A generalized estimating equation regression model with log scale approach was used to examine the percent change in these endpoints compared to baseline.

RESULTS
As noted in tables 1-3, there was a statistically significant decrease in HR, SBP, and DBP from baseline at 15, 30, 45, 60 minutes.

There were no statistically significant changes in RR, SAT, or TEMP from baseline, nor arrhythmias reported under anesthesia.

One child suffered an arrhythmia leading to sudden death within 24 hours of anesthesia. Another had extreme hypertension and tachycardia in PACU.

DISCUSSION
We can conclude that these patients experienced a statistically significant change in HR, SBP and DBP at 15, 30, 45, 60 minutes. However, these changes were not clinically significant enough to warrant intervention, even in the child who died.

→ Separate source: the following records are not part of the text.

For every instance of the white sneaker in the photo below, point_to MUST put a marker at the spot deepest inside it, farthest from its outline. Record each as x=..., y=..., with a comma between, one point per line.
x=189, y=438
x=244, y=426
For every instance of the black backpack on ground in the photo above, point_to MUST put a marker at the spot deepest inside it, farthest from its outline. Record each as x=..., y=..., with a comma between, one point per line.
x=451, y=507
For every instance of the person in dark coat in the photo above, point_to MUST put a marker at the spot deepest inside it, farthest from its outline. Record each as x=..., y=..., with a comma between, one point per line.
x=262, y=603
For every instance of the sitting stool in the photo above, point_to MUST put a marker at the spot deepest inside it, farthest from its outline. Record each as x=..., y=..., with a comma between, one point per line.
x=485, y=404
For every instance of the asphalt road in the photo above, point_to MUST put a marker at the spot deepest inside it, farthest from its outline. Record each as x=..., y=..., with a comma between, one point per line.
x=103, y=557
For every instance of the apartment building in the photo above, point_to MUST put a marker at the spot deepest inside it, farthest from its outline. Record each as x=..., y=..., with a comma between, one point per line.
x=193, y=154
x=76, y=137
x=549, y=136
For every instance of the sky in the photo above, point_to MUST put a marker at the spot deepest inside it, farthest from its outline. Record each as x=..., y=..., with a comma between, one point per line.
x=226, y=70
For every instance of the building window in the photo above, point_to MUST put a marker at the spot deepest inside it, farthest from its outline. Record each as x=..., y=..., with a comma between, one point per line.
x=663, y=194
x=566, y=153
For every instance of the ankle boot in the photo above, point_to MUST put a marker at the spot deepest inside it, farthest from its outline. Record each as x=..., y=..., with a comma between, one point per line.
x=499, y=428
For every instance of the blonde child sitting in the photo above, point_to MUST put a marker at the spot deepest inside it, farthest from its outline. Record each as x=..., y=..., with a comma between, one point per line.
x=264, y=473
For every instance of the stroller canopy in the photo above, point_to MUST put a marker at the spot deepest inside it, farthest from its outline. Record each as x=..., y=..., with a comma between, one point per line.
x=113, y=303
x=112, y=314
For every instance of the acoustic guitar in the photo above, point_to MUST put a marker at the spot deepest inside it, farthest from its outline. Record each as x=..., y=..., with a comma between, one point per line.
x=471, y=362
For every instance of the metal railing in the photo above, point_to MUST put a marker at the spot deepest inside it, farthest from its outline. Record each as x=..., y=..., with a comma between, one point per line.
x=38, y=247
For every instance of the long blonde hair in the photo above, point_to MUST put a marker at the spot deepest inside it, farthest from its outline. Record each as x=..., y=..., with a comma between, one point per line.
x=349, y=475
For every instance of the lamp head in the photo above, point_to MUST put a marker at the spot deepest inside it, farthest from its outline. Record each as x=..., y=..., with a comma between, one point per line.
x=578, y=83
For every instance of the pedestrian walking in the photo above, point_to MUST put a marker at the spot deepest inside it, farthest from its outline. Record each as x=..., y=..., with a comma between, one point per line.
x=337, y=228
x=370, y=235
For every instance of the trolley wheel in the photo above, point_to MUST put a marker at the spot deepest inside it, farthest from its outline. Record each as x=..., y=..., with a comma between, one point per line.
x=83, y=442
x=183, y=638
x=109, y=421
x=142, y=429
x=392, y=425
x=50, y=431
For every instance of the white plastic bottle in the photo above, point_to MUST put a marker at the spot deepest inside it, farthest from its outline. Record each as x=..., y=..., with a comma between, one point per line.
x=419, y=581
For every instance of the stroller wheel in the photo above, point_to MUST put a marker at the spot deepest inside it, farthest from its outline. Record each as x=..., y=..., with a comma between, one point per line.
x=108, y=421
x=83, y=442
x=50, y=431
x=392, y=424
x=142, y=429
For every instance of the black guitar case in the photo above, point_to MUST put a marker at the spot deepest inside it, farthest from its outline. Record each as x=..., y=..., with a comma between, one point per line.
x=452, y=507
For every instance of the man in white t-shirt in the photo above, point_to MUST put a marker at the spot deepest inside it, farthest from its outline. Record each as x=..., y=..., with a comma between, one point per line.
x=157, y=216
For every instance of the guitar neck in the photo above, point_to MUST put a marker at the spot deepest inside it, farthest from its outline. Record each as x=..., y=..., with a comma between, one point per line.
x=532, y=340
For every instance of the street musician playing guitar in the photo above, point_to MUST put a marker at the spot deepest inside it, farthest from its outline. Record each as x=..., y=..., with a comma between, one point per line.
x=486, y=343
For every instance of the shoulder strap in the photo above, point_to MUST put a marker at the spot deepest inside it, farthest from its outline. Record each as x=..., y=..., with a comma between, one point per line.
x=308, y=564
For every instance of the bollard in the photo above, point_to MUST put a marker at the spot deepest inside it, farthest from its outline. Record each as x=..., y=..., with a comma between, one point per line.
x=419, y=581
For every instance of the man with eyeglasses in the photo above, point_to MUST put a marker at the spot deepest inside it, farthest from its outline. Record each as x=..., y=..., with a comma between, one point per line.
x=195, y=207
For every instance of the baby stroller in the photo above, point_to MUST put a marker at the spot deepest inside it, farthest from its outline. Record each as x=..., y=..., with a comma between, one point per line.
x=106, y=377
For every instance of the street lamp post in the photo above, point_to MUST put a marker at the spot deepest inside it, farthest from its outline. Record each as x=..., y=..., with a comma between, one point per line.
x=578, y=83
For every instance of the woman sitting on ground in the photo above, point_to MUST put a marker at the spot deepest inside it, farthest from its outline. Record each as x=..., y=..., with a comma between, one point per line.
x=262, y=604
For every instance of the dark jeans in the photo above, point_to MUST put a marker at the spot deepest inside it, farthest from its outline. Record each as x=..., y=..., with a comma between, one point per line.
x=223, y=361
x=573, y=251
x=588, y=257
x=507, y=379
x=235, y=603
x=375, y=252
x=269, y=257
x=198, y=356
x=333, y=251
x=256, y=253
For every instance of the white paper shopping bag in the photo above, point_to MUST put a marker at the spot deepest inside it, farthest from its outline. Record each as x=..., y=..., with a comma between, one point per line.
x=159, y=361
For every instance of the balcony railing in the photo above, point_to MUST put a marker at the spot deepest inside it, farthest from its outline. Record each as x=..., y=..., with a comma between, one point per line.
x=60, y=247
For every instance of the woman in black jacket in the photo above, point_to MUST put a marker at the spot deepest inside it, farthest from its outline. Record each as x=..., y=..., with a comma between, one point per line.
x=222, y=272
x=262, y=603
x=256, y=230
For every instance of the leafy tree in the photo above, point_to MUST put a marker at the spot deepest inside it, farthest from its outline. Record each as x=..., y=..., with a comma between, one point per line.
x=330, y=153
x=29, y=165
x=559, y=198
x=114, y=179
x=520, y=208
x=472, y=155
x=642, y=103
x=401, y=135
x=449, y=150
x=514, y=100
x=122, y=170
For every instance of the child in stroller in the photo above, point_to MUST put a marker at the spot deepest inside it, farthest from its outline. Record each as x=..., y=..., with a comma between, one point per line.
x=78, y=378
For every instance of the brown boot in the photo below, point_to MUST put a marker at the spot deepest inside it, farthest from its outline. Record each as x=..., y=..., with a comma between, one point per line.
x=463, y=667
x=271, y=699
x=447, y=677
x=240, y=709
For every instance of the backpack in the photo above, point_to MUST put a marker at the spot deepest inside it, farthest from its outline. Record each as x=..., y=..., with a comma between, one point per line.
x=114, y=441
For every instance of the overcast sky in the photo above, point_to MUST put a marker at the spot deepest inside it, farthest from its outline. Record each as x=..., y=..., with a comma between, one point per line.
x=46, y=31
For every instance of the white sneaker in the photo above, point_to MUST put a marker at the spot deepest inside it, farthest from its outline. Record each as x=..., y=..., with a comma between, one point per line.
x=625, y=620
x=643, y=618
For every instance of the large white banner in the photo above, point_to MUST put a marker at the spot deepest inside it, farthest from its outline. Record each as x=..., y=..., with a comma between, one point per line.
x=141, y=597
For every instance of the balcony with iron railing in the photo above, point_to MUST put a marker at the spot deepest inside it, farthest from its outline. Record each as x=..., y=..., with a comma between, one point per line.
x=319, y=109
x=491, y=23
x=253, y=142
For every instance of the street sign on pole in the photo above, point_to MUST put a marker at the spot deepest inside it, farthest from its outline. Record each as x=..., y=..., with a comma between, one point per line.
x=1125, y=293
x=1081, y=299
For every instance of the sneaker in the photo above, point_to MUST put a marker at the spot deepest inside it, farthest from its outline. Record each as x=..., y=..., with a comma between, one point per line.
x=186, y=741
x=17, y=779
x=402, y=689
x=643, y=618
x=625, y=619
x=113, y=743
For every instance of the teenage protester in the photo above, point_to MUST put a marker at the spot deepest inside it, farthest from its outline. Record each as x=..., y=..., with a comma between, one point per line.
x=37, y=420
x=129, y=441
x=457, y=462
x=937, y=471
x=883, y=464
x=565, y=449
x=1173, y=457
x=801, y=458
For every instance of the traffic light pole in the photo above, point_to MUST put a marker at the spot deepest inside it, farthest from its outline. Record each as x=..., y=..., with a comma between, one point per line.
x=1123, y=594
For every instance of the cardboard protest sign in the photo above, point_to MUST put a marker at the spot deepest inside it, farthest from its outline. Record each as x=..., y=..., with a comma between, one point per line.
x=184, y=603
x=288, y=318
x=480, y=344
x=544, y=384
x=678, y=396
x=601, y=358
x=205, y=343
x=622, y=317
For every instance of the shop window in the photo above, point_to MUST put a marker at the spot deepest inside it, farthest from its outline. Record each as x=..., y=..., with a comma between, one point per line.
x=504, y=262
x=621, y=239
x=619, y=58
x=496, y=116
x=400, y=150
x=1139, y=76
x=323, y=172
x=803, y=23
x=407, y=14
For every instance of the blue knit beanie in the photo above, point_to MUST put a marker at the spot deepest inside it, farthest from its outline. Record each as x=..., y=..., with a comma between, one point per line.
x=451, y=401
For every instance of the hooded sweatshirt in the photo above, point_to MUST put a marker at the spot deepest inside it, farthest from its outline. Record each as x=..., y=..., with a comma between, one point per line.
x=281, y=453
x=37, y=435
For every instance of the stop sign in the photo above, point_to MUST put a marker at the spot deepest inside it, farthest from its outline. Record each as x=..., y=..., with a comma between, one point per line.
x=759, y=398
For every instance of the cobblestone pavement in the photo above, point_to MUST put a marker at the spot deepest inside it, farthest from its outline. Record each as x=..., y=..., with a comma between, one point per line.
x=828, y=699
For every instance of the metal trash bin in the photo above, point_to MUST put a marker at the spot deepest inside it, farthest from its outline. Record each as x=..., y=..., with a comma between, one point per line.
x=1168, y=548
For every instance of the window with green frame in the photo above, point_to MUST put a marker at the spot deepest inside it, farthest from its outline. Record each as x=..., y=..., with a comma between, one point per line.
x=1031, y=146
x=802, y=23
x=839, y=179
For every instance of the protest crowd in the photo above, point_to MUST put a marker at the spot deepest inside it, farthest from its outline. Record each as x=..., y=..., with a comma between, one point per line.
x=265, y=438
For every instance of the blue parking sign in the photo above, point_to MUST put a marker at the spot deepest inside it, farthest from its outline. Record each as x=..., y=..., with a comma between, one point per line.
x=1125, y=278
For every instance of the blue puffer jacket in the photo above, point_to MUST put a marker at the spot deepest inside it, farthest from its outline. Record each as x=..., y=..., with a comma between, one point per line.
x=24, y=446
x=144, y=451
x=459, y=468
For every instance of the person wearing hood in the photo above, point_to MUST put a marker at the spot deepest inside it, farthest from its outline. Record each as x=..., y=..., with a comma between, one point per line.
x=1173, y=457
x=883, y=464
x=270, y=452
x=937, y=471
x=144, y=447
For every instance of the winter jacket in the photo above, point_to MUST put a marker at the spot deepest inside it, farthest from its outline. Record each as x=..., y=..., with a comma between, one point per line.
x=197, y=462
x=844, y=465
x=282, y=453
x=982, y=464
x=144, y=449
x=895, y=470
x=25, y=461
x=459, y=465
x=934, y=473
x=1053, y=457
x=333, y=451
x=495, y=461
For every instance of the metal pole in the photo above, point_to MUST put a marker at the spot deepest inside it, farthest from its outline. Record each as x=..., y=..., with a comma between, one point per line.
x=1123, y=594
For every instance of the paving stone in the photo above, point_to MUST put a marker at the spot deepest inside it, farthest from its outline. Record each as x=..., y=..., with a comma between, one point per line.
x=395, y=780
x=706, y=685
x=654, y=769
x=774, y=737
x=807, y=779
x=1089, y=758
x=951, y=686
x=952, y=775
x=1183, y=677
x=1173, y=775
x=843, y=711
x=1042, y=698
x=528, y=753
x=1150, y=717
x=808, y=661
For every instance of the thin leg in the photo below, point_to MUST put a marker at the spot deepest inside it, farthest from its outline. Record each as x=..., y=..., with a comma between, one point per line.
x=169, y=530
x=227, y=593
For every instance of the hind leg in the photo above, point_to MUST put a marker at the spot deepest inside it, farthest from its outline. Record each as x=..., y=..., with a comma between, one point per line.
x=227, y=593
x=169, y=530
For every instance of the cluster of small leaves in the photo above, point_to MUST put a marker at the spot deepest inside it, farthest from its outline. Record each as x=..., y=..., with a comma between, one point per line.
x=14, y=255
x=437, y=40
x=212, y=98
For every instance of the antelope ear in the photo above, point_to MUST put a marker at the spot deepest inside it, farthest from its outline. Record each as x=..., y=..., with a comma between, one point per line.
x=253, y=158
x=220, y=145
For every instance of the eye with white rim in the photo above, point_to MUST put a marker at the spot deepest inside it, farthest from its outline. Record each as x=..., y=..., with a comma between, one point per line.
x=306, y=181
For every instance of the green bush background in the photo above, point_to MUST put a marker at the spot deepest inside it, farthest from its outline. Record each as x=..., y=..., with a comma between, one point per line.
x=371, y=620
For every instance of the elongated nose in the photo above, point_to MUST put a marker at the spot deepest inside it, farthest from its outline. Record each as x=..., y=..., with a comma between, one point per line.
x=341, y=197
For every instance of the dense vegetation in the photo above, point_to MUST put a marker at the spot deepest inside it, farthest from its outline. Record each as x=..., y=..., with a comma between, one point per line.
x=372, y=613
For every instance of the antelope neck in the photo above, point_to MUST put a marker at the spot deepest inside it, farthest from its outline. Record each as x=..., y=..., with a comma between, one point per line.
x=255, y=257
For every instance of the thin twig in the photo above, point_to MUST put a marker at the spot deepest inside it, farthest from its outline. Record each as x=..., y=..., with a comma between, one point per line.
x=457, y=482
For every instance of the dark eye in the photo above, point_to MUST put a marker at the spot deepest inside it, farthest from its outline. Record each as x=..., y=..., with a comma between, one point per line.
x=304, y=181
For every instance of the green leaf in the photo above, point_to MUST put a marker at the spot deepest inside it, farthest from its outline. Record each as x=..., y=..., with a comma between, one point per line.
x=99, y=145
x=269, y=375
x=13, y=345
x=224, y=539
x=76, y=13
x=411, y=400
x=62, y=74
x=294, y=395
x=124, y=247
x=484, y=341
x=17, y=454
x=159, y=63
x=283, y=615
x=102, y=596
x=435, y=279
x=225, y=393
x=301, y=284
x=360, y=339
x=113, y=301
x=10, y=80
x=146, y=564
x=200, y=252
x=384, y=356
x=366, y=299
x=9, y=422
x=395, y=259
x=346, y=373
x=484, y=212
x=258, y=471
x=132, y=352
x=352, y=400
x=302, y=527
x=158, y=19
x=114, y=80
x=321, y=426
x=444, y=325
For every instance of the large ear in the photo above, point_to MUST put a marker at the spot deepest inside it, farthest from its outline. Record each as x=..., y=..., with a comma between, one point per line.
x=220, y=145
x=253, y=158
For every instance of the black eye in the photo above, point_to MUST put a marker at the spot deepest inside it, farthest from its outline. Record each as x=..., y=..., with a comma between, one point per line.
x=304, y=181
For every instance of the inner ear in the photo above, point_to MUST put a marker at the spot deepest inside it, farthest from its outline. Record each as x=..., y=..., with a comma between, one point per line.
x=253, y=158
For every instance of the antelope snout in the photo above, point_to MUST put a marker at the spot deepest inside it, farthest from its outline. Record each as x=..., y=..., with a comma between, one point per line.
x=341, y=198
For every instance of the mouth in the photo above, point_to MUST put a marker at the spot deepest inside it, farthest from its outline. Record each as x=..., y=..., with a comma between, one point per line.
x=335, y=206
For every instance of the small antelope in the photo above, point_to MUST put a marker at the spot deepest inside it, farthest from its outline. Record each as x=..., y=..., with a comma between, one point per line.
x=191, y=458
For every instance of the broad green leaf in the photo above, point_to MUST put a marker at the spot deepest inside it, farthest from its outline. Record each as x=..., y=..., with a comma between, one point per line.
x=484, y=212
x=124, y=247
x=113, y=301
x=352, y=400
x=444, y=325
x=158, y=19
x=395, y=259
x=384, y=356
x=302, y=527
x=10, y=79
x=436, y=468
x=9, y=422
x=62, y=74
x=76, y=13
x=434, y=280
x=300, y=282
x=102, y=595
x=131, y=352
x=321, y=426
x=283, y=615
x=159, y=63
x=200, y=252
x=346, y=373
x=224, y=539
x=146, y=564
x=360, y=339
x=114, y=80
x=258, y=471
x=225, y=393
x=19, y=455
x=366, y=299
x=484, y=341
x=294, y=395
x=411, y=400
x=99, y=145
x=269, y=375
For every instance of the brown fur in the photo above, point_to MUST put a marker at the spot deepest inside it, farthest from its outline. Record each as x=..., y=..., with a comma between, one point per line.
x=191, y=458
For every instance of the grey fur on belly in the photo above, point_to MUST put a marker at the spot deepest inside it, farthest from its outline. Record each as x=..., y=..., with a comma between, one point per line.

This supports our hypothesis these patients may be more prone to HD instability while under anesthesia. Although the clinical significance is yet to be determined, this is important in a population with increased risk of sudden cardiac death.

In the case of sudden death, that patient presented late in the disease process, and was having more severe symptoms. Perhaps this is a risk factor for peri-operative complications.

CONCLUSION
Anesthesia providers must be aware of the potential for HD instability, arrhythmias, and sudden cardiac death in this patient population.